Fortune magazine published an article titled Business Leaders Warn of Immigration Policy’s ‘Substantial Harm on U.S. Competitiveness’ on August 26 about the negative impacts of changes to US immigration policy, as expressed in a letter from the CEO members of an organization called the Business Roundtable, which is “an association of chief executive officers of America’s leading companies working to promote a thriving U.S. economy and expanded opportunity for all Americans through sound public policy.”
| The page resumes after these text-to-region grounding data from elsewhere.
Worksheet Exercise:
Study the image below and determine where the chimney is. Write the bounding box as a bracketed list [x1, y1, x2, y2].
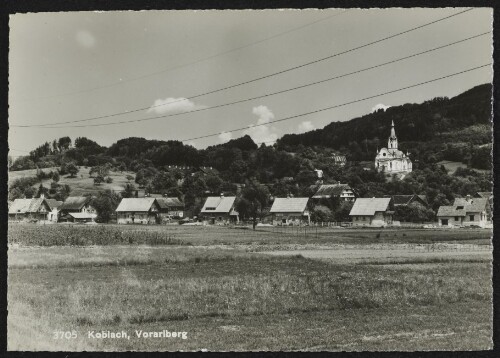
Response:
[337, 181, 341, 185]
[220, 193, 224, 198]
[466, 194, 471, 202]
[287, 194, 290, 199]
[40, 193, 45, 199]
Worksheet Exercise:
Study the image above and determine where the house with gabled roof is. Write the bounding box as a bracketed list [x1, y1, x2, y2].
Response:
[270, 197, 310, 226]
[383, 194, 428, 208]
[311, 183, 357, 202]
[116, 198, 161, 224]
[200, 194, 239, 225]
[59, 196, 96, 222]
[149, 194, 185, 219]
[437, 195, 491, 227]
[349, 197, 394, 227]
[8, 197, 52, 221]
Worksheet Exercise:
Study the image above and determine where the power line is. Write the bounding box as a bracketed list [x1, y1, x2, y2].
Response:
[17, 10, 351, 102]
[177, 64, 491, 143]
[14, 30, 486, 129]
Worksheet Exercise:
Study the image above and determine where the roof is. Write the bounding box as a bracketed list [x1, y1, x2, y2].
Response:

Their concerns are that policy changes are making legal immigration and work permit status inconsistent and unpredictable, which will discourage much needed skilled workers from choosing to pursue jobs in the United States.

The article states:

Noting that changes to immigration policy are “causing considerable anxiety” for thousands of their employees, the letters signers also suggest that they threaten to “disrupt company operations.” The changes have served to create inconsistency and uncertainty, forcing employees to repeatedly renew temporary work visas and imposing “unnecessary costs and complications for American businesses.”
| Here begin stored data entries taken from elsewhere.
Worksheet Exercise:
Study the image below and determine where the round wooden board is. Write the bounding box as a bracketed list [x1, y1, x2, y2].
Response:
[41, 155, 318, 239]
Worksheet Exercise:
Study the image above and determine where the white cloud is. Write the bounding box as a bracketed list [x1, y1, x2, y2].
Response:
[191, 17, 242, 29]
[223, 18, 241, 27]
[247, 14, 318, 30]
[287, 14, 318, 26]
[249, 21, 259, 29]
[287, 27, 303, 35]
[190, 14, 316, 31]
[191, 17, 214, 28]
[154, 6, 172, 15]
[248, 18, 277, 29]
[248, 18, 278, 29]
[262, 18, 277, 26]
“In many cases,” the letter adds, “these employees studied here and received degrees from U.S. universities, often in critical STEM fields.”

The letter highlights four key areas in which employees face uncertainty: inconsistent immigration decisions, uncertainty about required information, revoked status for spouses, and commencement of removal proceedings.

Here’s how the letter concludes:

At a time when the number of job vacancies are reaching historic highs due to labor shortages, now is not the time restrict access to talent.

As the federal government undertakes its legitimate review of immigration rules, it must avoid making changes that disrupt the lives of thousands of law-abiding and skilled employees, and that inflict substantial harm on U.S. competitiveness.

In their letter, the Business Roundtable focuses on highly educated workers, but what about low-skilled workers? There are so many factors at play here that it’s a challenge to work it all out.

Immigration Dynamics Are Changing

Here’s an observation from The Brookings Institute:

Immigration to the U.S. of young, low-skilled workers will continue to slow until it reverses in 2050, regardless of U.S. policy, thanks to weak labor-supply growth in Mexico and other Latin American countries.

Instead, a bigger issue of concern for the Trump administration should be a growing number of aging, undocumented permanent residents, the authors argue. Over the course of the next 15 years, the authors calculate, the population of Latin American-born residents over age 40 in the U.S. will grow by 82 percent.

The article points out that the flood of immigrants from Mexico and Latin America has slowed for reasons that have nothing to do with regulations. Mexico’s baby boom lasted longer than the one in the US, so there was a period of economic hardship combined with surplus workers in the 80s and 90s which caused a huge influx of immigration to the US in those years. The economy in Mexico is now more stable, and those workers have aged, making them more risk-averse.

Do Immigrants Hurt Low-Wage Earners Most?

There’s an article in Politico with some very interesting points about how an immigrant workforce redistributes money away from low-wage-earners to business ownership.

Wage trends over the past half-century suggest that a 10 percent increase in the number of workers with a particular set of skills probably lowers the wage of that group by at least 3 percent. Even after the economy has fully adjusted, those skill groups that received the most immigrants will still offer lower pay relative to those that received fewer immigrants.

Both low- and high-skilled natives are affected by the influx of immigrants. But because a disproportionate percentage of immigrants have few skills, it is low-skilled American workers, including many blacks and Hispanics, who have suffered most from this wage dip. The monetary loss is sizable. The typical high school dropout earns about $25,000 annually. According to census data, immigrants admitted in the past two decades lacking a high school diploma have increased the size of the low-skilled workforce by roughly 25 percent. As a result, the earnings of this particularly vulnerable group dropped by between $800 and $1,500 each year.

A Complex Economic Question

I’m only sure of one thing: there are no simple answers. As our globalized world gets increasingly interconnected, questions around immigration will only get more complicated. We all want US companies to remain competitive and US workers to have stable jobs with decent pay. Finessing the immigrant work force is undoubtedly part of the equation, but there are very complex forces at work in the matter.